Benefits are often considered a major differentiator and talent draw for companies across the board. However, healthcare benefits are one of the highest expenses incurred by businesses in the United States, and experts predict that healthcare costs will continue to increase in 2021—a fact that may be exacerbated as our communities and healthcare system grapple with the coronavirus pandemic.
Covered California, the state’s health insurance marketplace, predicts 2021 premium increases will rise anywhere between 4 to 40% from COVID-19 alone. Pharmacy spend, in particular, is expected to grow 6.1%+ year-over-year for the next seven years. Pharmacy benefit cost management has quickly moved to a high priority line item for businesses and HR professionals, while simultaneously becoming ever more important to maintaining a healthy, happy workforce. Preparing for potential increases in pharmacy costs is critical for businesses and HR leaders.
As a self-insured employer, there are many roads you can take toward reducing benefits costs. One option worth considering is carving out pharmacy benefits from your traditional healthcare plan—a technique that enables you to significantly reduce costs without reducing value for your employees.
Defining Carved-In vs. Carved-Out Pharmacy Benefits
At a high-level, carved-in pharmacy benefits are part of an overall healthcare benefits package, whereas carved-out pharmacy benefits are purchased and managed separately from the general healthcare plan.
Carved-in arrangements are simple, which can be appealing upfront. There is only one vendor contract and relationship for you to manage and they offer the advantage of a single benefits card for employees. Copays and deductibles from the medical and pharmacy plan are automatically coordinated, with no need for integration.
However, carved-in pharmacy arrangements offer little room for negotiation and cannot be fully customized–meaning they almost always cost more than carved-out benefits. In a carved-in arrangement, the health plan provider will typically subcontract pharmacy benefit services to a pharmacy benefits manager (PBM). In these arrangements, both the PBM and carrier may retain drug rebates and mark-up the cost of drugs (a technique known as spread pricing), unbeknownst to plan holders. The lack of transparency in accounting and reporting make it difficult to know exactly what you are spending on pharmacy or to determine if the pharmacy component of your company’s plan is well-managed.
Checklist: Deciding Which Route to Take
When making decisions around benefits changes, benefits and HR professionals often need to weigh the opportunities and drawbacks of each option to best address their employee and business needs. The following checklist can help streamline this process, particularly for self-insured or mid-size businesses:
- What is the year-over-year cost increase on your pharmacy benefits plan?
- Has your business or employee benefits consultant/adviser successfully negotiated lower rates?
- Are you receiving all of the rebates, coupons and discounts available?
- Are you able to customize and optimize the formulary based on member usage?
- Do you have access to performance reporting metrics?

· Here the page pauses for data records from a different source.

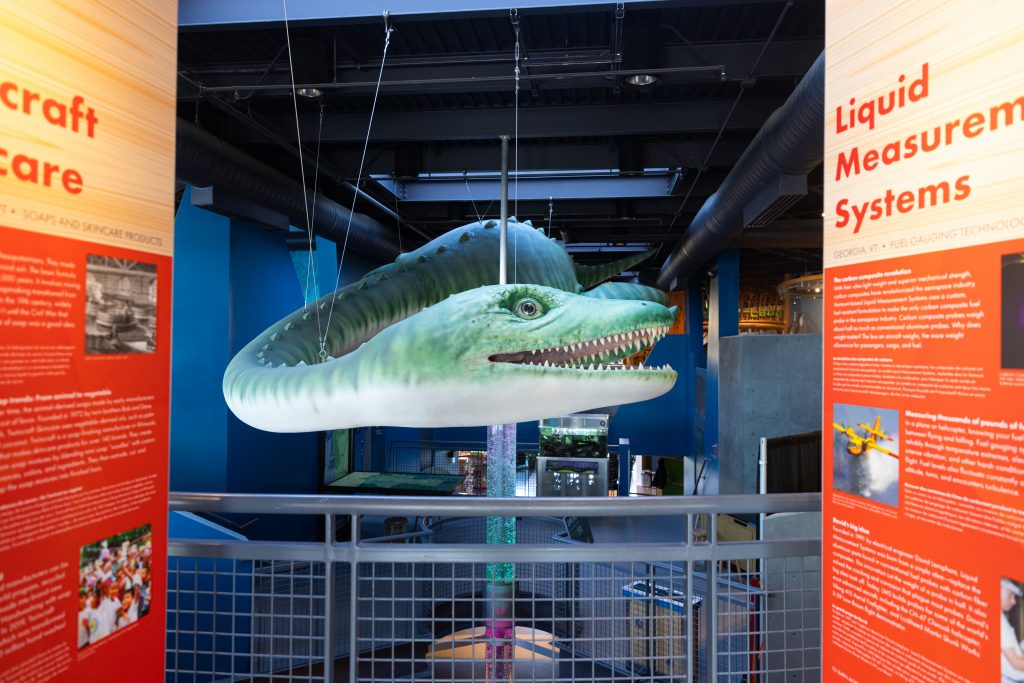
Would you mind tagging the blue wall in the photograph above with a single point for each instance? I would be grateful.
(655, 427)
(199, 355)
(263, 289)
(231, 281)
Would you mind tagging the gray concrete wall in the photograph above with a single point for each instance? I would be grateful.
(770, 386)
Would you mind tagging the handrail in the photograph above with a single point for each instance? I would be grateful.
(483, 507)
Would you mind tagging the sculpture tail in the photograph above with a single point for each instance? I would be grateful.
(589, 275)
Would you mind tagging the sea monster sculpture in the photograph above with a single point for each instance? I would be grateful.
(429, 341)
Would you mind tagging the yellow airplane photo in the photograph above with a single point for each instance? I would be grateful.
(857, 444)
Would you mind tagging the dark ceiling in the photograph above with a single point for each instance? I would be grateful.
(623, 164)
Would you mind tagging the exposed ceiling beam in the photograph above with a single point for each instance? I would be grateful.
(531, 187)
(227, 13)
(492, 72)
(541, 156)
(586, 121)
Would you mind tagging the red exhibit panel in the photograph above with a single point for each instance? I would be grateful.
(924, 344)
(86, 190)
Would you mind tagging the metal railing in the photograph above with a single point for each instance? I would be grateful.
(644, 592)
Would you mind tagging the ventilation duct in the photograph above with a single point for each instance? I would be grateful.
(205, 160)
(774, 200)
(779, 238)
(791, 142)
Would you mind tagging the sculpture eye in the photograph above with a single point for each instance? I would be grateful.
(528, 308)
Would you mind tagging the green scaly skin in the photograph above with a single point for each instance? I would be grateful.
(420, 342)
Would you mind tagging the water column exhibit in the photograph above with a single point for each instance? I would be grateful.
(500, 630)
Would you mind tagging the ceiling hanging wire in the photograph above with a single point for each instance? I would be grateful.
(311, 263)
(397, 219)
(358, 177)
(465, 177)
(298, 136)
(551, 212)
(725, 122)
(514, 13)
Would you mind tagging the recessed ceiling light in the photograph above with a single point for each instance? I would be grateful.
(641, 79)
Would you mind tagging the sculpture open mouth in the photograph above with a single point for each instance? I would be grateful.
(599, 354)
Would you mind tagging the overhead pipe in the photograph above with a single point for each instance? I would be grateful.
(778, 238)
(205, 160)
(792, 141)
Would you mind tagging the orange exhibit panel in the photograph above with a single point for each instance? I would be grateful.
(924, 343)
(86, 199)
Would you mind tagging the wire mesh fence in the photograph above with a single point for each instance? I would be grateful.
(424, 608)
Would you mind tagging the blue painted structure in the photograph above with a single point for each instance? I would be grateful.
(200, 351)
(652, 426)
(231, 281)
(723, 321)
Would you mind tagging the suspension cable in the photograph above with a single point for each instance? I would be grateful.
(465, 177)
(358, 177)
(515, 188)
(312, 262)
(298, 135)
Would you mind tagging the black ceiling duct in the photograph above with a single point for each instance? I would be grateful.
(205, 160)
(641, 43)
(791, 142)
(311, 65)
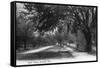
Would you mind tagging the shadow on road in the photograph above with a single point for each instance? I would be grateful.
(44, 55)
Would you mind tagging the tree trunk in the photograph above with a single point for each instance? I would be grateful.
(87, 35)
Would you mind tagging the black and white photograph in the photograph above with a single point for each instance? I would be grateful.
(54, 33)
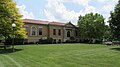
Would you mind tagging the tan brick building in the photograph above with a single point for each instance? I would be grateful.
(60, 32)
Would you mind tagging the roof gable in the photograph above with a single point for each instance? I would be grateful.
(69, 24)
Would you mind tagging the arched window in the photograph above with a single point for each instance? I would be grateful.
(34, 31)
(68, 33)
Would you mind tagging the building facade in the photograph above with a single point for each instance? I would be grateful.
(60, 32)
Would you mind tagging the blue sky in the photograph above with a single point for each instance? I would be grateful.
(63, 10)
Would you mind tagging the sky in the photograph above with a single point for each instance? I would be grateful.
(64, 10)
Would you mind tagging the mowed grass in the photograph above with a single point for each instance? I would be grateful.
(61, 55)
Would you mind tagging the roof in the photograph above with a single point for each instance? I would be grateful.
(43, 22)
(35, 21)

- Do you currently have or plan on having in-house experts that can analyze the performance reporting metrics to identify areas that can be optimized?
- Are there triggers in place to review high-cost or low clinical value claims and recommend alternative solutions?
- Does your pharmacy benefits provider give you access to a team of clinical pharmacists who can explain what’s happening with your membership and recommend strategies to optimize your company’s spend?
- Does your pharmacy benefits provider give your member employees access to experts who can help them make the most of their pharmacy benefit?
If you answered “no” to two or more of those questions, you may want to seriously consider carving out your pharmacy benefits.
The Bottom Line
A carved-in pharmacy arrangement may sound simpler for HR and benefits leaders and employees, but simplicity comes at a price. Bundled medical and pharmacy contracts create a disadvantage in negotiating rates and rebates, driving up plan costs. The financial, service and clinical terms of these arrangements may not be meeting their needs, but carved-in plans give little visibility into the inner workings of the plan’s data and employers have no guaranteed rights when it comes to these pharmacy contract terms.
As our healthcare system and our economy face unprecedented times, it’s opportune for businesses to re-evaluate their benefits and seek to provide more value while reducing costs. If you’re considering making changes to your benefits plan, taking a look at options for a carve-out pharmacy plan is a good place to start. It can put your business on track for a healthier bottom line and a healthier workforce.